Frankly, I expected better from Fairfax when it came to respecting its female writers and readers. As far as I can tell, you and your colleagues have not only completely disregarded the popularity of Daily Life but you’ve demonstrated a woeful lack of respect for your audience - both female AND male. I feel embarrassed that I even have to revisit lessons from Feminism 101 with you, but women’s opinions are neither niche, nor do they need to be packaged as some kind of alternative and/or irrelevant perspective from the norm (that being the default male position, where the real news and change-making occurs). “Women’s Perspective”? For goodness sake, just because Fairfax’s mastheads have gone tabloid physically doesn’t mean they need to follow suit editorially. Could you have chosen a more disparaging way to demonstrate your complete disregard for the contributions Daily Life makes to Fairfax’s digital presence? Do you think it could have even been possible for you to decide on a more patronising tactic to show exactly which sections of the newspaper you think matter and which don’t?

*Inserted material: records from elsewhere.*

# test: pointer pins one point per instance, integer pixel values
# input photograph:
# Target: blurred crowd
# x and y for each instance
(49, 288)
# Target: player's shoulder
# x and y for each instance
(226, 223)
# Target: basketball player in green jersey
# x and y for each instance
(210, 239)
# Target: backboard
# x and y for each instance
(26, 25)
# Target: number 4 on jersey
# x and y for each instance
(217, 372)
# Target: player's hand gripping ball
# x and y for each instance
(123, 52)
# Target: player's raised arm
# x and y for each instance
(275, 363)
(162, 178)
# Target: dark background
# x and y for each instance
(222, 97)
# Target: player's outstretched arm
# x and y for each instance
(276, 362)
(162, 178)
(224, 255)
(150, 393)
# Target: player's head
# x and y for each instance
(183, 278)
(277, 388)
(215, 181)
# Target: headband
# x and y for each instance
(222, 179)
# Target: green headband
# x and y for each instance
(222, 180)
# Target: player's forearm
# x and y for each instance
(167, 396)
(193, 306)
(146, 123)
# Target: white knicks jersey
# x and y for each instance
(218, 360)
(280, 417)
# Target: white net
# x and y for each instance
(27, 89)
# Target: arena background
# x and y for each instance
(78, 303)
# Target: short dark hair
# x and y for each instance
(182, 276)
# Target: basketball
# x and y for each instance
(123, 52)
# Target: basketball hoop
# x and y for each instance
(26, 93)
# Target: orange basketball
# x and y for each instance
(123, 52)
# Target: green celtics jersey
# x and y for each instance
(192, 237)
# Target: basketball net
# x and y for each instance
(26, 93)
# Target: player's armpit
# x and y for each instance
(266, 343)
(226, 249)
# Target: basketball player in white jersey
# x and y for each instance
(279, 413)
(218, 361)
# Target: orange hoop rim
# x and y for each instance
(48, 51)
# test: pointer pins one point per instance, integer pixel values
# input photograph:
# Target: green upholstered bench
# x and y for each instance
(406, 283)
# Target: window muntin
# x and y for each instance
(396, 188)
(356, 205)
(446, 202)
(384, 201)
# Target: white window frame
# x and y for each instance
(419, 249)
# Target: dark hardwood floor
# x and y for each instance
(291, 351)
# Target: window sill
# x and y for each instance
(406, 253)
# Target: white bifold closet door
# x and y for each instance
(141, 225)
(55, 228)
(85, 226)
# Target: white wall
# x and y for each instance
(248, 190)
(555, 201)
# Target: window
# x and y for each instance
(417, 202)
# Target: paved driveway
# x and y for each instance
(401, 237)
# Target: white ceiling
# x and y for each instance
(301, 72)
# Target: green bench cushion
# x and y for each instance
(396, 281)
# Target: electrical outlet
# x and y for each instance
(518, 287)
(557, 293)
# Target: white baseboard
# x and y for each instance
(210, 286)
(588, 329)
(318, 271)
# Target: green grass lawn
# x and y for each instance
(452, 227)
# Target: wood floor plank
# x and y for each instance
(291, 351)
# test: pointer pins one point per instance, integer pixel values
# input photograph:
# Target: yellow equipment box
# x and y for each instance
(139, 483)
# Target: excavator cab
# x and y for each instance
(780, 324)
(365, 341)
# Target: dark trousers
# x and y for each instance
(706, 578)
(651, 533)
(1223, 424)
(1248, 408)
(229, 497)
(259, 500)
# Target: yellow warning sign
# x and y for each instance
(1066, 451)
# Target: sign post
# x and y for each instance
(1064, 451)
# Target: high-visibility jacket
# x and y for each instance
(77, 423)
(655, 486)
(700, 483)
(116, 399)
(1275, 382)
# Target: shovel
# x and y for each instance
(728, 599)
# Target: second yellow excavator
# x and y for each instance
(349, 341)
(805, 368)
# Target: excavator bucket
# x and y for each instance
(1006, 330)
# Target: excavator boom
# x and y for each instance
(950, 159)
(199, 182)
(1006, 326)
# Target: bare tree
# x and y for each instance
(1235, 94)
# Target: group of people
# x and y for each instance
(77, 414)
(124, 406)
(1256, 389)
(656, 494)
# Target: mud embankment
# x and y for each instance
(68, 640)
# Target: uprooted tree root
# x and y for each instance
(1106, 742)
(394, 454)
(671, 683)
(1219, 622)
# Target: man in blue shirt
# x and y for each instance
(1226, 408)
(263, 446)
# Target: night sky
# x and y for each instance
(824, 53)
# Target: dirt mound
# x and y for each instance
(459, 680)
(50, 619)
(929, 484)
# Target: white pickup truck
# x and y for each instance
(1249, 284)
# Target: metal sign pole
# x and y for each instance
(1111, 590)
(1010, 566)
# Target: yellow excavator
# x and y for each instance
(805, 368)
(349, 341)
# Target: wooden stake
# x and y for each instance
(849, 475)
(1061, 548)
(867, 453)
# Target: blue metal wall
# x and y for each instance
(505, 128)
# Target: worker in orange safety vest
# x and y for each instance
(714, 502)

This isn’t just about the woeful label you’ve assigned. To be fair, Daily Life is a proudly female biased website and has never made a secret of that. But the deliberate choice to identify it solely as the ‘women’s perspective’ implies to your readers not just that the views found therein will be either manifestly irrelevant to their lives and can therefore choose to skip them altogether, but also that this perspective (which apparently all women share) is somehow different from what one might find in the rest of the newspaper. You know, the ‘important’ parts. Additionally, to isolate this ‘perspective’ and then bury it beneath sections like Life&Style and Entertainment (sections also dismissed as ‘fluffy women’s stuff’) belies your withering disdain for a website that may have nothing of interest in it FOR YOU, but whose preoccupations and focus are of importance to a great number of women and men.
These are clearly deliberate decisions you’ve made, and I’m appalled by the aggressively sexist way in which you’ve chosen to show just how little you think of the dedicated women and men behind Daily Life. Granted, we may not be providing Australians with hard-hitting stories like Executive Style’s (now featuring prominently in the ‘Business’ section) “Best Watches Under $1000” or how great dress shoes can anchor a man’s wardrobe, but surely articles exploring victim-blaming, the racist whitewashing of ‘universal stories’ and the devastating effect adolescent bullying can have run a close second?
Given the imminent launching of the Guardian Australia - a newspaper which has consistently demonstrated a respect for women’s voices, views and issues - I’m perplexed as to why Fairfax Digital would present itself as the kind of news outlet in which these things are considered ‘other’ and irrelevant. When you consider especially the fact that women make up the largest numbers of information consumers on the internet and are growing increasingly tired of being condescended to by old media and its desperate struggle to become new, the decision seems less perplexing and more outright stupid.
But I guess that’s just my ‘women’s perspective’ talking, and as I learned this morning nobody cares about that.